Financial Flows from Human Trafficking

Financial Flows from Human Trafficking

Financial Flows from Human Trafficking

In addition to its enormous human cost, human trafficking is estimated to be one of the most profitable proceeds generating crime in the world, with the International Labour Organisation estimating that forced labour generates USD 150.2 billion per year. While in the past, many aspects of the crime went ‘unseen’, there is now an increased understanding of the breadth and gravity of human trafficking, particularly with respect to domestic human trafficking and human trafficking for labour exploitation. Human trafficking is also one of the fastest growing forms of international crime. The increased displacement and vulnerability of people in, and around, conflict zones increases instances of human trafficking, including potential involvement by opportunistic terrorist organisations.

As we learn more about the way human traffickers operate and exploit vulnerable humans, it is clear that this phenomenon affects nearly every country in the world. The Financial Action Task Force (FATF) and the Asia/Pacific Group on Money Laundering (APG) jointly undertook this study to improve global understanding of the financial flows associated with the crime of human trafficking, both as a money laundering predicate and potential source of terrorist financing. This study updates the FATF’s 2011 report. This study has brought granularity to indicators of suspected money laundering of the proceeds of human trafficking by separating human trafficking into three categories in line with the Palermo Protocol: human trafficking for forced labour, sexual exploitation or for the removal of organs.

The project team found that the proceeds from each of these types of exploitation are realised in a different manner, and required different laundering mechanisms. In addition, each of these three types of exploitation could be better understood and detected through the financial activities of the various actors and/or roles involved to conduct each of the three types of exploitation. Further segmentation based on roles and actors provided a second opportunity to develop a more detailed understanding of the offence. The report also provides a more precise set of global money laundering indicators for use by reporting entities, financial intelligence units and other national authorities.

This study also identifies the challenges national authorities frequently face in detecting, investigating and prosecuting money laundering and terrorist financing from human trafficking. The study identifies good practices, and in particular the two primary good practices, to mitigate some of these challenges:

  • Assess the diverse money laundering risks from human trafficking, share with stakeholders and ensure that they’re understood
  • Leverage expertise, capabilities and information through partnerships between the public sector, private sector, civil society and NPO communities.
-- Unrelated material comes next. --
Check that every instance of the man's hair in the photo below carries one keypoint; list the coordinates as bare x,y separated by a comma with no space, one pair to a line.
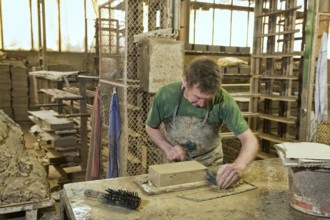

This study updates the FATF Global Network’s understanding of the financial flows from human trafficking, and provides tangible indicators and best practices for national authorities to improve their effectiveness in combatting money laundering and terrorist financing from human trafficking. While our understanding is improved, it is by no means complete. This study therefore concludes with practical next steps to develop further precision to the financial flows from human trafficking, both at the global level, and at the regional/national level.